Now what? It's not like you just enlightened everyone with profound insights. This example is trivial and easily obtainable from Google. You aren't answering a direct question and you don't appear to be asking a question either, so why clutter the forum with pointless crap?

i searched google, trying three wrong examples, having compiler errors, this is the tested and working version.

even the website that originally include this example, forgot to put ampersands before variables in the function, next time when people search google using sscanf example, i want them to hit this thread, this is a good intention.

>i searched google, trying three wrong examples, having compiler errors
I searched Google and the first hit was a correct example. But go ahead and do whatever makes you feel special. :icon_rolleyes:

Comments
Is it just me or is there a special sexual tension between you two?

>i searched google, trying three wrong examples, having compiler errors
I searched Google and the first hit was a correct example. But go ahead and do whatever makes you feel special. :icon_rolleyes:

i dont believe you give me the link and your keywords, i will try and see.
this c/c++ thing always makes me feel like i am wasting time to achieve some trivial stuff. i started programming with c#, that is why i feel like that. i am not volunteer to keep c things in my long term memory, that is also why i post such small things so i can reach them easily later.

>give me the link and your keywords, i will try and see.
"sscanf example". That's the first keyword search that came to mind when talking about an sscanf example, and the first hit was this.

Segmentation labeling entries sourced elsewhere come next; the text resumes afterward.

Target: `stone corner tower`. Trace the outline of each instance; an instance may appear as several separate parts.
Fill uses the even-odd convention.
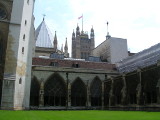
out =
[[[73,30],[72,33],[72,58],[88,60],[92,55],[92,50],[95,48],[94,29],[91,28],[90,38],[88,32],[83,30],[77,25],[76,34]]]
[[[1,108],[28,109],[35,0],[0,1]],[[27,13],[27,14],[26,14]]]

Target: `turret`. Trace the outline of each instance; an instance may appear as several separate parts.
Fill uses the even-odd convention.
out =
[[[64,46],[64,52],[65,52],[65,53],[68,53],[67,38],[66,38],[66,43],[65,43],[65,46]]]
[[[62,44],[62,47],[61,47],[61,52],[63,53],[63,44]]]
[[[74,33],[74,30],[73,30],[73,33],[72,33],[72,40],[75,40],[76,36],[75,36],[75,33]]]
[[[93,26],[91,28],[91,34],[90,34],[90,39],[91,39],[91,50],[95,48],[95,42],[94,42],[94,29]],[[92,54],[92,53],[91,53]]]
[[[92,28],[91,28],[90,38],[94,38],[94,29],[93,29],[93,26],[92,26]]]
[[[57,50],[57,35],[56,35],[56,31],[55,31],[55,36],[54,36],[54,41],[53,41],[53,45],[54,45],[54,49]]]
[[[64,46],[64,56],[67,57],[67,58],[69,57],[67,38],[66,38],[66,43],[65,43],[65,46]]]
[[[80,35],[80,29],[79,29],[79,26],[77,24],[77,28],[76,28],[76,36],[79,36]]]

>this c/c++ thing always makes me feel like i am wasting time to achieve some trivial stuff.
Wait...really? You're saying that sscanf is less trivial than the equivalent C# code? Perhaps you're that much more of a C# badass than I am, but this is my equivalent solution:

using System;

public class Program {
  static void Main() 
  {
    string[] sep = "foo -3.6 fum dum 17".Split( ' ' );
    float f;
    int i;

    if ( float.TryParse( sep[1], out f )
      && int.TryParse ( sep[4], out i ) )
    {
      Console.WriteLine ( "{0} {1}", f, i );
    }
  }
}

And for comparison, the original code in C++ once again (modified slightly to suit my tastes):

#include <cstdio>
#include <iostream>

int main()
{
  const char *s = "foo -3.6 fum dum 17";
  float f;
  int i;
  
  if ( std::sscanf ( s, "foo %f fum dum %d", &f, &i ) == 2 )
    std::cout<< f <<' '<< i <<'\n';
}

I'd say both examples are pretty darn trivial, but the C# version definitely has more going on.